En acceptant que la télévision triche avec le réel, nous cautionnons les grands reportages truqués de Bertolino, certains sujets grotesques d’Envoyé Spécial et même les mises en scène et les montages contestables du journal télévisé. Ces pratiques ne peuvent pas être sans conséquence sur les films documentaires produits par ces même chaînes.
L’éthique ne s’arrête pas au journaliste. Les responsables des rédactions et des différentes unités de programme, la direction des chaînes et les membres du CSA sont responsables des images diffusées chaque jour. Que dire des mises en scène à grand spectacle orchestrées autours de notre quotidien., alors que des documentaires de fond sur les même sujets ne seraient montés qu’à grand peine, ou même ne verront peut-être jamais le jour.
Après les déviations dangereuses des rédactions des JT durant la révolution roumaine, le problème était apparu au grand jour. Alors qu’actuellement les rédactions de toutes nos chaînes transforment la guerre du golfe en feuilleton télévisé, avec bande annonce, musique de générique, et pub au milieu du film, nous ne pouvons pas ignorer cela sous prétexte que le documentaire serait ailleurs. Sans un minimum d’éthique, la télévision se joue de la réalité et mène son monde en bateau.

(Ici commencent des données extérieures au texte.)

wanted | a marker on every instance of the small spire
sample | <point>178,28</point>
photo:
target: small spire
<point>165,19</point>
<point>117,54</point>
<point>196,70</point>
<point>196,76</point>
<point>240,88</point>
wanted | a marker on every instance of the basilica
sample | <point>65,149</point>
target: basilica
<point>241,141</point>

Cela nous concerne en tant que documentaristes. La politique des chaînes en matière de programmation de documentaires ne fait pas que marginaliser un genre, elle le transforme en modifiant l’image du réel. Comment imaginer en 1991 un film comme le Joli Mai ou Le Fond de l’air est rouge et qui le diffuserait ? Le monopole de la diffusion télévisuelle est-il si fort pour qu’il nous soit interdit d’espérer voir diffuser nos films autrement qu’en catimini entre deux et trois heures du matin ?

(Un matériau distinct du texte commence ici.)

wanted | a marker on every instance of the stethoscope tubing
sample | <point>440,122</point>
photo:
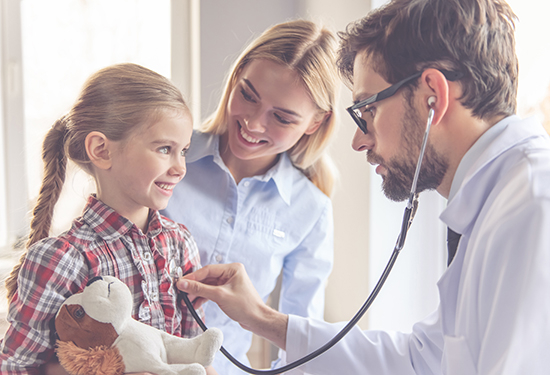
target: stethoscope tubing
<point>408,215</point>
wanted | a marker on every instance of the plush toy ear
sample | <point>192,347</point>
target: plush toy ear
<point>73,324</point>
<point>95,361</point>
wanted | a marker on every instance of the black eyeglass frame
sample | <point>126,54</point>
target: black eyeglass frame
<point>386,93</point>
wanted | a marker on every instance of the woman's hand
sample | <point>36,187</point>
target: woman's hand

Je ne le crois pas, mais si la BAL veut avoir une action efficace dans le domaine, il est temps de taper du poing sur la table. Il faut réclamer: des quotas de programmes documentaires sur les chaînes publiques, des canaux locaux ouverts et indépendants sur tous les réseaux câblés, une réforme des mécanismes d’aide et bien d’autres choses encore. Il faut appuyer ces revendications sur une analyse précise et cohérente de l’image du réel à la télévision, les incertitudes contenant l’audiovisuel public sont telles que ces propositions bien étayées ont des chances d’être entendues.
La Bande à Lumière doit s’ouvrir à l’image du réel et non se recroqueviller sur le documentaire « de création ». Cette rubrique Image du réel à la télévision doit nous permettre de réfléchir sur les interactions qui existent entre le documentaire et le média que le diffuse.